Smiling woman seated on bench in front of chain link fence
Divya Karthikeyan
/
LPM
Aretha Fuqua is the president of the West Louisville Tennis Club.

Fuqua said it’s also a place for kids and seniors to meet and learn from each other.

“I just wanted to make sure that the club is stable, and that we've got a generation of kids who's going to come behind us to keep this legacy alive and the history alive,” she said.

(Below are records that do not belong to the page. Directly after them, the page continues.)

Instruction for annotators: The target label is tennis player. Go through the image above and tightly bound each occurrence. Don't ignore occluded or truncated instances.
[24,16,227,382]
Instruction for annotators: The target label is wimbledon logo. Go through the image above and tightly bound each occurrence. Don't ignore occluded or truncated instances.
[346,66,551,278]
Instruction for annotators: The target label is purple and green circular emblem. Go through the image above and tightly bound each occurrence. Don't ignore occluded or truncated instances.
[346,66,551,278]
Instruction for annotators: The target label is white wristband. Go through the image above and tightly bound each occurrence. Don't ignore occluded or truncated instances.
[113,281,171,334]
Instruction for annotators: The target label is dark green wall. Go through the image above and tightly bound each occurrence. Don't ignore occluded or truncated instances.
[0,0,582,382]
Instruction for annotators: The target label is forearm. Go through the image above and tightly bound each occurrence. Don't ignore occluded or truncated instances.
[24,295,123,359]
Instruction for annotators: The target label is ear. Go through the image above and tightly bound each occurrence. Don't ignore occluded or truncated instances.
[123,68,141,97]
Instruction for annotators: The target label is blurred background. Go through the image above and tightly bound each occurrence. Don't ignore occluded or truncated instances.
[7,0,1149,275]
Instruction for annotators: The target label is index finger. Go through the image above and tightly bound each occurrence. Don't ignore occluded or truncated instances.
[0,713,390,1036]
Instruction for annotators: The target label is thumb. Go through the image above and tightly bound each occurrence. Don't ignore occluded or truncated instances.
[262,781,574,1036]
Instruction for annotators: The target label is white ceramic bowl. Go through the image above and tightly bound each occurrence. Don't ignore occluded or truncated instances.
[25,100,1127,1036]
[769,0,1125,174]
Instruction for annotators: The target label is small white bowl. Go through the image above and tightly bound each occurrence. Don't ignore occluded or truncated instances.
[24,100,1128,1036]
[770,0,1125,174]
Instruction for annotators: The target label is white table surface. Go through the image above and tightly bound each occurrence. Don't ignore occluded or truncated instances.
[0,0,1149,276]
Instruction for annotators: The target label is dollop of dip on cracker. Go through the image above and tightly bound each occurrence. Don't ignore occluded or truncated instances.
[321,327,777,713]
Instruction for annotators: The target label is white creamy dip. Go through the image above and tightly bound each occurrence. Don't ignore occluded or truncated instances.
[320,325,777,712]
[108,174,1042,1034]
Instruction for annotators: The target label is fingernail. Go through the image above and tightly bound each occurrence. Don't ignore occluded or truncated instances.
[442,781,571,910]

She said tennis is often considered an elite and exclusive sport, and the West Louisville Tennis Club grew from the need to increase access. Traveling to competitions, buying equipment and practicing at clubs can be prohibitively expensive.

Players and families have to pay even more to participate in United States Tennis Association leagues, receive professional coaching or enter USTA-sanctioned tournaments.

“We thought, and I still believe it's so true, you take away that discriminating factor. And then what you have is equal playing grounds,” Fuqua said. “And that’s what we try to create.”

The West Louisville Tennis Club is located within Chickasaw Park, 1200 Southwestern Pkwy. The club offers memberships for families and individuals.

Correction: A previous version of this story misspelled Arthur Lloyd Johnson’s name.